Pas de bavards à la muette by Léo Malet

Pas de bavards à la muette by Léo Malet

Auteur:Léo Malet [Malet, Léo]
La langue: fra
Format: epub
Tags: Policier
Publié: 1955-12-31T23:00:00+00:00


CHAPITRE VII

COURTE CONVERSATION

C’était un jeune homme de vingt-cinq piges, guère plus. De taille moyenne, plutôt frêle, assez bien tourné de sa personne, il portait un joli complet de coupe élégante, un peu voyant peut-être, clair, très clair, trop clair pour la saison ; mais son propriétaire avait vraisemblablement les moyens de porter des costumes salissants. Chapeau vissé sur le cassis et godasses sinon neuves du moins bien briquées. Le chapeau aussi semblait neuf. Soupçon de moustache à la Chariot sous les narines. Ça ne devait pas être un de ces fils de famille de Passy, un Gérard ou un Gontran quelconque. Mais il aurait fait un excellent chauffeur, modèle Bénech. Il ne lui manquait que l’uniforme. L’uniforme lui serait allé à ravir. Et la casquette à visière cirée aurait mis en valeur ses oreilles plutôt en contrevents. Il paraissait avoir l’éternité devant lui. Allongé dans un fauteuil du hall de l’hôtel, une cibiche au coin des lèvres, il lisait paisiblement un journal de turf.

— Z’avez une visite, m’sieu Dalor… Dalor ou Burma, fit le vieux veilleur de nuit, en clignant de l’œil et me désignant le jeune type.

Celui-ci se leva aussitôt, se débarrassa de son mégot, enfourna son canard dans une poche du veston, et vint vers moi d’une démarche souple, en roulant légèrement les mécaniques. D’un doigt désinvolte, il effleura l’aile de son galure, puis me tendit la main, une main blanche et fine, délicate, quasi féminine.

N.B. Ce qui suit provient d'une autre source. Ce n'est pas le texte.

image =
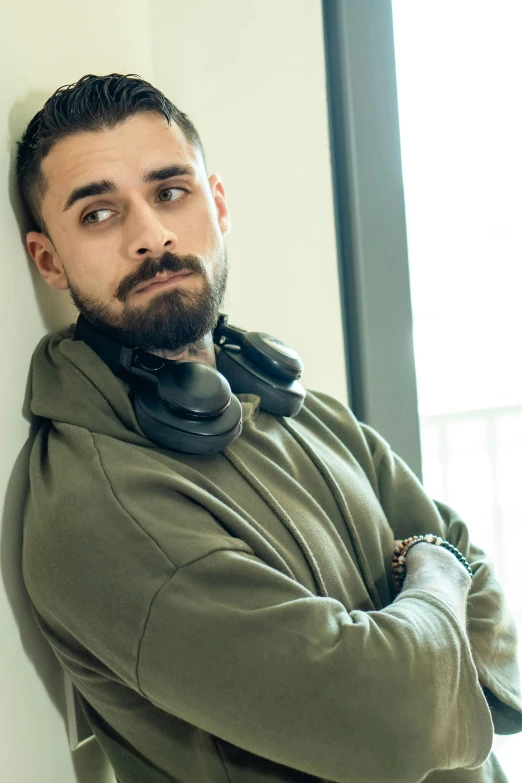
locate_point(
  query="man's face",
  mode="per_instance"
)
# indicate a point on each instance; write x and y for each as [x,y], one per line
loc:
[105,246]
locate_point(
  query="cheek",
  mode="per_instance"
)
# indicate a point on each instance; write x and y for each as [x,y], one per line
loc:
[200,227]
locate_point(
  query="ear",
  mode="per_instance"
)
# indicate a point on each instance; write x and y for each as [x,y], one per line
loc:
[218,193]
[46,259]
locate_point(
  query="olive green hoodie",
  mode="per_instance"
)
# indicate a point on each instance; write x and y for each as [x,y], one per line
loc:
[231,617]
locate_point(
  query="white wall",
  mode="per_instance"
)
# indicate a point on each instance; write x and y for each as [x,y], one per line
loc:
[251,77]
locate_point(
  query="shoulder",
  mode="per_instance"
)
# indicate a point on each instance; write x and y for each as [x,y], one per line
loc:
[363,441]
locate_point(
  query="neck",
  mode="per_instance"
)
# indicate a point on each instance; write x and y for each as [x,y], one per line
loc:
[202,351]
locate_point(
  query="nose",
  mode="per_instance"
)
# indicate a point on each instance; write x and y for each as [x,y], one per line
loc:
[147,233]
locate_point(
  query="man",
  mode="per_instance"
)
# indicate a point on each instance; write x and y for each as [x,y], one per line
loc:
[228,616]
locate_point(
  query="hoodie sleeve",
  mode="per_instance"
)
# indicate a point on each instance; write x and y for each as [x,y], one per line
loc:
[246,653]
[491,629]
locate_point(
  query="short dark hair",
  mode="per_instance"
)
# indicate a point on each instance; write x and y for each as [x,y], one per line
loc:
[93,103]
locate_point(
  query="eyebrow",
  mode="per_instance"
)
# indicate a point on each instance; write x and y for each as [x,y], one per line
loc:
[108,186]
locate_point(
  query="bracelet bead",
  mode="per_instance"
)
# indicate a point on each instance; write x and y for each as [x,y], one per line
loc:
[400,552]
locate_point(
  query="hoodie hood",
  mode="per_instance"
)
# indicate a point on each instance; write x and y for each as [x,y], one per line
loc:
[64,370]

— Ah ! monsieur Nestor Burma ? Bonsoir, monsieur, sourit-il, en me faisant admirer une canine en or. Je m’appelle Roger Lozère. Je suis journaliste.

Je consultai ma montre. Bientôt minuit.

— Vous n’êtes pas fainéant, dis-je. Journaliste ? Où ça ?

— Au Parisien Libéré. Vous creusez pas le crâne. Vous n’avez certainement jamais entendu parler de moi. Je débute… et j’aimerais que vous me filiez un petit coup de main.

— Je ne crois pas que vous ayez besoin de moi. Pour un débutant, vous ne vous débrouillez pas mal. Comment avez-vous dégoté mon adresse ?

— Ben ! ça n’a pas été sorcier. Je l’ai entendue à la radio.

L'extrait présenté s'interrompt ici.